Das ilhas de Vera Poeta à Ilha de Vera Cruz

 

 

olha o marzão de Cabo Verde, Vera poeta

(Gerardo Mello Mourão)

 

Tomei conhecimento da obra de Vera Duarte enquanto saciava a minha sede por literatura de expressão portuguesa que fugisse do eixo Brasil-Portugal. O legado cultural da civilização lusa muito me encanta — e aqui não entro em questões políticas e coloniais, tão problemáticas e tão centrais para os países que conquistaram suas independências no século XX, e, por isso mesmo, também para os seus poetas, como é o caso de Vera; mas... como eu poderia dizer? Trato de questões espirituais, espirituais, esta é a palavra, pois, depois de tudo, com justiças e injustiças, méritos e deméritos marcados ao longo de uma fascinante história, algo nos irmana, algo nos faz companheiros, ainda que divididos por um mar de distância, algo, um pecado original em comum, tão nosso... Esta sina de falar português.

Em 2021, Vera aceitou o meu convite para compor o júri internacional dos textos finalistas no 2° Prémio Internacional Pena de Ouro, abrilhantando o evento. Contaríamos com uma das maiores escritoras do arquipélago, representando a sua jovem nação. Fiquei muito feliz — uma felicidade que se repetiria no ano seguinte, quando Vera foi jurada novamente.

Porém nada é fácil nesta vida. Eu queria conhecer mais a sua obra, queria ler mais. Mas os livros da autora eram de difícil acesso no Brasil — e ainda o são, infelizmente. Para se ter uma ideia, alguns chegam a custar cerca de dez vezes mais do que se fossem editados diretamente em terras brasileiras. Não que isso fosse uma surpresa para mim: o mesmo havia se sucedido com o Arménio Vieira, outro grande poeta cabo-verdiano que eu tinha a curiosidade de ler uns anos atrás, e o que conseguia dele eram alguns poemas esparsos na internet... Um pecado. Um desleixo para com a nossa cultura.

Bem, editamos o Arménio, o primeiro Prêmio Camões de Cabo Verde. E agora, com este livro, editamos a Vera Duarte, outra autora cabo-verdiana imprescindível, que coleciona prêmios em sua exitosa carreira literária. Autora que, quem sabe um dia, também receberá o Prêmio Camões. Quem sabe? A primeira mulher cabo-verdiana a recebê-lo...

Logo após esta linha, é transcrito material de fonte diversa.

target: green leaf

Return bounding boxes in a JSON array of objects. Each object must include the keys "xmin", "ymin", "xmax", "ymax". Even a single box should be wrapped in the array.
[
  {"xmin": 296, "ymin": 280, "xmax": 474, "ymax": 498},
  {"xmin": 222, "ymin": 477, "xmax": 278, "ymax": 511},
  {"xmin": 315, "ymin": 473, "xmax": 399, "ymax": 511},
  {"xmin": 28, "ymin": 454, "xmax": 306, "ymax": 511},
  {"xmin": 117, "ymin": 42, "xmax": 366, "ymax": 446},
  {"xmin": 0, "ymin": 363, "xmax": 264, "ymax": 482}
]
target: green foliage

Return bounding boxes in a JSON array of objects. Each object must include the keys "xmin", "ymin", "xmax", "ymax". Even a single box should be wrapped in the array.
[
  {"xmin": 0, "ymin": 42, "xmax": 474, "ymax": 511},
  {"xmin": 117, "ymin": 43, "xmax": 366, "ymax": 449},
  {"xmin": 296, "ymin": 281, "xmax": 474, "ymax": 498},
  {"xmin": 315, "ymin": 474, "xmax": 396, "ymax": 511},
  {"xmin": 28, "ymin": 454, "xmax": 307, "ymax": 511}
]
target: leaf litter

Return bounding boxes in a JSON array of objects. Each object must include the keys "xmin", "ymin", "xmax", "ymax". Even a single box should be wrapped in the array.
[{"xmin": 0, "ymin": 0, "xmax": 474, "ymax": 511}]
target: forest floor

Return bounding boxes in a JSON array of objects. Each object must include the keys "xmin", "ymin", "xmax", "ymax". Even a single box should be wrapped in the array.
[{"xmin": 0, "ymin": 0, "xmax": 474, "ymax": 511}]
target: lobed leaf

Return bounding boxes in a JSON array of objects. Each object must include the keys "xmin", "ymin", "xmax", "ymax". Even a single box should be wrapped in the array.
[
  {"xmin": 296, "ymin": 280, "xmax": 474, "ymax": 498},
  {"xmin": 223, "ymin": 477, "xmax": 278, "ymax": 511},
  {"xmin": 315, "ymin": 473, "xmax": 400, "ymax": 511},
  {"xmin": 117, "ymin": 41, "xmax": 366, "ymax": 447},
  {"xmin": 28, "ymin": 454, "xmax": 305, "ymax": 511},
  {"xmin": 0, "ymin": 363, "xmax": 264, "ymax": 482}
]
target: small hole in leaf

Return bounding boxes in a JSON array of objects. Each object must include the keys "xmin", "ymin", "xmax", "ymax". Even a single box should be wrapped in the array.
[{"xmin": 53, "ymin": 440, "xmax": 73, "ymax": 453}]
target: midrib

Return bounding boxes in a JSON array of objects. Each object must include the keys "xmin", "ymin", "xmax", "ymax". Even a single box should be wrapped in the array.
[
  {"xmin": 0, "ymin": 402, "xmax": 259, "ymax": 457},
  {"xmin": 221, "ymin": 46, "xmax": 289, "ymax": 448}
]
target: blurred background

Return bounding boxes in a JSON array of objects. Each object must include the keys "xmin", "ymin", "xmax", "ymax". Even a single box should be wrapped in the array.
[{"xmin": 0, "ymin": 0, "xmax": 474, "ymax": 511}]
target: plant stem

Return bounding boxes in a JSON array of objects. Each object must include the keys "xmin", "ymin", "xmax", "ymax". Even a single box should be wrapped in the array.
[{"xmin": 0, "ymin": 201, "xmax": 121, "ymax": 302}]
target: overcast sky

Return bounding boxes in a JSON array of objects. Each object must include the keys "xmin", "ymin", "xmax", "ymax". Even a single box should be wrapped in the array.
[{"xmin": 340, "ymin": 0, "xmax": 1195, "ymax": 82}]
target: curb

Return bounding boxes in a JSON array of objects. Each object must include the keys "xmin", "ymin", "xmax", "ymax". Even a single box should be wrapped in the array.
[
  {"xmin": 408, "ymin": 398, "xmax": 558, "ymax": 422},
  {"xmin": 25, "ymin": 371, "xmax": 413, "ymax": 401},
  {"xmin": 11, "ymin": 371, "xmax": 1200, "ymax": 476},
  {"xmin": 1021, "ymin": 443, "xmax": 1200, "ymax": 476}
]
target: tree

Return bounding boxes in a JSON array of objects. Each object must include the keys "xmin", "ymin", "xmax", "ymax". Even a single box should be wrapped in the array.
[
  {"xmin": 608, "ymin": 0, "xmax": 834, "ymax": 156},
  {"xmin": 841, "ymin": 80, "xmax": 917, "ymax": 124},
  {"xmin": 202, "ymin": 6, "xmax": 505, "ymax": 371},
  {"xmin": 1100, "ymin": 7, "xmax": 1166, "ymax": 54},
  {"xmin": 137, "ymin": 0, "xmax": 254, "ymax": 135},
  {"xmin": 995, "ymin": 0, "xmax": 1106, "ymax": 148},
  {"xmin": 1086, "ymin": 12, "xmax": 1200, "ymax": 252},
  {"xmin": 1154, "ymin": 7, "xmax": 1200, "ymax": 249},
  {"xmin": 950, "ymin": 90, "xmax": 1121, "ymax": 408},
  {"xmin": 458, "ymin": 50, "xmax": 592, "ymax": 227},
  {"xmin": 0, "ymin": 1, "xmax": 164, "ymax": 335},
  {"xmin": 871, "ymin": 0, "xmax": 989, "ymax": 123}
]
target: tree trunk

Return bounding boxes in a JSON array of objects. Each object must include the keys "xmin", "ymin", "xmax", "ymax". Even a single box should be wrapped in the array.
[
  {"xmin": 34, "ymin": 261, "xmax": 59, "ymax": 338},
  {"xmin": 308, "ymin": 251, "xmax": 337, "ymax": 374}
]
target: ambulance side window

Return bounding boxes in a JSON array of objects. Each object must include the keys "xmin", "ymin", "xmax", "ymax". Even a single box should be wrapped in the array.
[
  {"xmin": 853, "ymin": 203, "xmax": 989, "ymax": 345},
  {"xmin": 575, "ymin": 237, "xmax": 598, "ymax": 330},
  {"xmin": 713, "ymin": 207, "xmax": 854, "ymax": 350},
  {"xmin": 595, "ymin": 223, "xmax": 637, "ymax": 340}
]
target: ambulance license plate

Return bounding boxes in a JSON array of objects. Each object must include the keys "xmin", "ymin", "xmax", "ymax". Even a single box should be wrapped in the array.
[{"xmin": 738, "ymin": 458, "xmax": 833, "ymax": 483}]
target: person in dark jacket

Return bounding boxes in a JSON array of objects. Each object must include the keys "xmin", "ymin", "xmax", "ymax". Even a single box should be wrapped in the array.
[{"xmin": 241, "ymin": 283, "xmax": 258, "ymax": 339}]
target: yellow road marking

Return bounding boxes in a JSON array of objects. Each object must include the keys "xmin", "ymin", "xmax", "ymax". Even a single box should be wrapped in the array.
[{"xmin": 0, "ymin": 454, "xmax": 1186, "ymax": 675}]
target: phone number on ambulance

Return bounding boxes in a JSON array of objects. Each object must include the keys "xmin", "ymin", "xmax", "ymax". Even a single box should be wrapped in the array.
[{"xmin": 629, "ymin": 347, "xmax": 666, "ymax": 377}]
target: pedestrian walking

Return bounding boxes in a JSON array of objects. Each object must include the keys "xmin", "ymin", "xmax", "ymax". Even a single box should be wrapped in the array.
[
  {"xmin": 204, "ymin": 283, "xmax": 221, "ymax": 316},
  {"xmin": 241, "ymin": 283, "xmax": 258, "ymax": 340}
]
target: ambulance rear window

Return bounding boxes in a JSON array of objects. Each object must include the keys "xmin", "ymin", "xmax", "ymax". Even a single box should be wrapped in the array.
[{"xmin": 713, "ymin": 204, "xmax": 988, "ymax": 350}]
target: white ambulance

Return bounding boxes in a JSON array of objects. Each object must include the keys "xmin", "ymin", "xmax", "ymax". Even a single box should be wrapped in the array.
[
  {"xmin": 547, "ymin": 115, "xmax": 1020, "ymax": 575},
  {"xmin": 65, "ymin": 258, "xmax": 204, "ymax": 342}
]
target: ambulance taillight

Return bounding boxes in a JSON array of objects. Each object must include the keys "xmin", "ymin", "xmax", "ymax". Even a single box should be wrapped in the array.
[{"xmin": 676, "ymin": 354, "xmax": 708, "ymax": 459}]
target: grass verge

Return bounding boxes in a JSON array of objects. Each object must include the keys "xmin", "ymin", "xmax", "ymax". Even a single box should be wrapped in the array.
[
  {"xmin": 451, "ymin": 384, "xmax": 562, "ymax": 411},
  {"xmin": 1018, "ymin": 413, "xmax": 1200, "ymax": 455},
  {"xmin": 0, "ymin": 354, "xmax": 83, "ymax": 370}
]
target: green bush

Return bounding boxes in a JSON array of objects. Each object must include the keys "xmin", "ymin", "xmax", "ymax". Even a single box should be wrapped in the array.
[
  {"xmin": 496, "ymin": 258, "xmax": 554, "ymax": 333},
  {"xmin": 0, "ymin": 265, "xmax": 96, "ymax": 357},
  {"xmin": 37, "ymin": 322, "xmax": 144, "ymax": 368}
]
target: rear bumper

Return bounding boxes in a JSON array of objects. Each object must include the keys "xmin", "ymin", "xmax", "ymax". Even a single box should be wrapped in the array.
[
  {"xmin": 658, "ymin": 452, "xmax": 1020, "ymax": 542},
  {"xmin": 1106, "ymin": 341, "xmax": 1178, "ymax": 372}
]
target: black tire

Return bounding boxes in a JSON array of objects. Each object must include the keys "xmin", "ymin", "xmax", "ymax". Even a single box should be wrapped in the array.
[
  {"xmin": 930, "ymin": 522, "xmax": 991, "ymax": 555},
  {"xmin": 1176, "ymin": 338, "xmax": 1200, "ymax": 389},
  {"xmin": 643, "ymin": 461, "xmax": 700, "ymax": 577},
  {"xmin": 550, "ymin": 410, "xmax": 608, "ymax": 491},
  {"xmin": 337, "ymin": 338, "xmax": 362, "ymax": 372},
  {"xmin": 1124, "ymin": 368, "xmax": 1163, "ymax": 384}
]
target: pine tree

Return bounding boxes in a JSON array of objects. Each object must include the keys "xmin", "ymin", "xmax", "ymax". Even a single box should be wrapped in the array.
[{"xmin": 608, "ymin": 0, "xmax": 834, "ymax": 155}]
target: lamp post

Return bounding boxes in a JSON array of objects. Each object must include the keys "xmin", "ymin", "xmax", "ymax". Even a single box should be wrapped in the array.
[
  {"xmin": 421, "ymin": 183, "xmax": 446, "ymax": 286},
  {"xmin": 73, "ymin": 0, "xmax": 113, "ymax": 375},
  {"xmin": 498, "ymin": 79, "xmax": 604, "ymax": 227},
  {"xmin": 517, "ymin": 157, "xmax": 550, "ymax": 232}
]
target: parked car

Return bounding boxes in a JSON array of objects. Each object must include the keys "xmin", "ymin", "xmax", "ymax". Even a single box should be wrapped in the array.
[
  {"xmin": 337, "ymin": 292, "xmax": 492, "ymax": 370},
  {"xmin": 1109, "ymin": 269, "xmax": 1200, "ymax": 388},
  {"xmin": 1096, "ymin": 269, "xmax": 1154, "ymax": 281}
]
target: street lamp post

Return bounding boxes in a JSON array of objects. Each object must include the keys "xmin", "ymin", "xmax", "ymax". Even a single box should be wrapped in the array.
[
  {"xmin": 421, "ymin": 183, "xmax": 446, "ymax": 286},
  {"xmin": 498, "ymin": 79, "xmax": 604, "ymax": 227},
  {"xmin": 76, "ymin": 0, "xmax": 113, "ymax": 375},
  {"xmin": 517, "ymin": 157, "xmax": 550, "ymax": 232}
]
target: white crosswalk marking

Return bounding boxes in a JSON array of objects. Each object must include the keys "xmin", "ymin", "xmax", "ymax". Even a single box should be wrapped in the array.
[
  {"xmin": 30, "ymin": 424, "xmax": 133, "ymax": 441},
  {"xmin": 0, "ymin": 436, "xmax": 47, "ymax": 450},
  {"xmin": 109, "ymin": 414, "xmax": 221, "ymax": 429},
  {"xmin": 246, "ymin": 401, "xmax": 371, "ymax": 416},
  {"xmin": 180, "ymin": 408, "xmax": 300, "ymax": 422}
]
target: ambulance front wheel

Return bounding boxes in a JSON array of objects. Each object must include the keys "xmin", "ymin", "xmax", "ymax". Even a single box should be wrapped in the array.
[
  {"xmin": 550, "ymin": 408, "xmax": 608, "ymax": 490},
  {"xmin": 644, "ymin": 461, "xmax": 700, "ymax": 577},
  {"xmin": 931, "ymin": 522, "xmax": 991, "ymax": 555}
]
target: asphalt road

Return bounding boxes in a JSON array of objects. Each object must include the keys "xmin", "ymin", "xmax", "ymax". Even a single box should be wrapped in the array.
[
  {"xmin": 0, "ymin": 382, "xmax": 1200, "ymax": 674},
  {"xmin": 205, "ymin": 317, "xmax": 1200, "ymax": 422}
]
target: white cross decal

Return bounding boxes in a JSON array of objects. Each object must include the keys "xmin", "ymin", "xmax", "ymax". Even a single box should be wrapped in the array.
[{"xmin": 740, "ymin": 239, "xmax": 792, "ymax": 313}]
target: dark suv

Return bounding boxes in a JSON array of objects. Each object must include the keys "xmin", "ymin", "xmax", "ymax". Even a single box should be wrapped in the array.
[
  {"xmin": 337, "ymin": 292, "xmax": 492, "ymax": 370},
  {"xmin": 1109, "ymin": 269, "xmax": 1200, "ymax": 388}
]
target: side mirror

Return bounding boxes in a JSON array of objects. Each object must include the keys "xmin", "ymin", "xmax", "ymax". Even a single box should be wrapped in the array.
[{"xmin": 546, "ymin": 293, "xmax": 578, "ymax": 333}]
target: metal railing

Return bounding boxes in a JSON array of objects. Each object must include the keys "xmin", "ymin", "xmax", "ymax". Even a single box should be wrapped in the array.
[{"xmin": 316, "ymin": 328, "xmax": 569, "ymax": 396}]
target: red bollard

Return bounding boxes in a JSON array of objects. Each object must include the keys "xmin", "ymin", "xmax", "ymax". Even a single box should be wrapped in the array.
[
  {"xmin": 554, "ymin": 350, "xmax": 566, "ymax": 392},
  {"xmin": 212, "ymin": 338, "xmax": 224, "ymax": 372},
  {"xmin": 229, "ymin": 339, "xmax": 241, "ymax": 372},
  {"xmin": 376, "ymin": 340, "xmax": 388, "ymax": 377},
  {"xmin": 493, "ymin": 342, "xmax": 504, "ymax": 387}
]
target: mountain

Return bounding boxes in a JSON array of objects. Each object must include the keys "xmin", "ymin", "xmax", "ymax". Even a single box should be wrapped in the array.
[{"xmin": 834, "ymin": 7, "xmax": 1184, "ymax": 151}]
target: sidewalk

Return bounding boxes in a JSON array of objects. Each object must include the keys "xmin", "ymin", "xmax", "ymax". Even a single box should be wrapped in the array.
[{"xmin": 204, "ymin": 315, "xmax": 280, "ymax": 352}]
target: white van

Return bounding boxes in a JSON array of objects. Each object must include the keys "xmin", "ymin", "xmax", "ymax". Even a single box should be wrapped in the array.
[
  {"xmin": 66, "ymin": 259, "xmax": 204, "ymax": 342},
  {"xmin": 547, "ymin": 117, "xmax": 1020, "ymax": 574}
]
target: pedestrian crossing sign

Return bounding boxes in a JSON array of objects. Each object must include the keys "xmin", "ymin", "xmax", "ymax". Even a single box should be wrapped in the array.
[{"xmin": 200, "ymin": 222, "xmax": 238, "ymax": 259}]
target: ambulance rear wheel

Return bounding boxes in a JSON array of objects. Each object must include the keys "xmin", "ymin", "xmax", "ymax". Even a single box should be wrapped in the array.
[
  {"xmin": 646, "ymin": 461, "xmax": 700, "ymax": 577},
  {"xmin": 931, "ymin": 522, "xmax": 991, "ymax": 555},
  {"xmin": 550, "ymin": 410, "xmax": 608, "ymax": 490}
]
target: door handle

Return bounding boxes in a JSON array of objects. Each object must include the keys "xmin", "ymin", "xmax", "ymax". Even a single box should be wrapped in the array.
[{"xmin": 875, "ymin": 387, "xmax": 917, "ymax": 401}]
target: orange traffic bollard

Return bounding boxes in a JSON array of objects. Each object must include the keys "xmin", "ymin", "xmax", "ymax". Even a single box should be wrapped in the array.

Mas a história de nossos contatos que redundaram na presente edição tem mais alguns detalhes interessantes. Quem me conhece sabe que, na minha profissão de editor, sempre estou buscando redescobrir grandes obras ocultas, escondidas, de difícil acesso; em outras palavras: esquecidas injustamente. Acho que este é o mister mais nobre do editor: fazer com que as obras que merecem, vejam a luz do dia. Isso me levou a tomar conhecimento de um grande poeta brasileiro, infelizmente com livros esgotados (e cada vez mais raros), o Gerardo Mello Mourão. Um poeta de talento e cultura, homem de gênio, que, já na maturidade, escreveu uma obra magnífica, uma epopeia publicada em pleno século XX, uma epopeia que ecoará pelos séculos: a Invenção do Mar. Livro comparado a Os Lusíadas. E não sou eu que o afirmo, em minha humilde e limitada posição, mas o grande crítico literário Wilson Martins.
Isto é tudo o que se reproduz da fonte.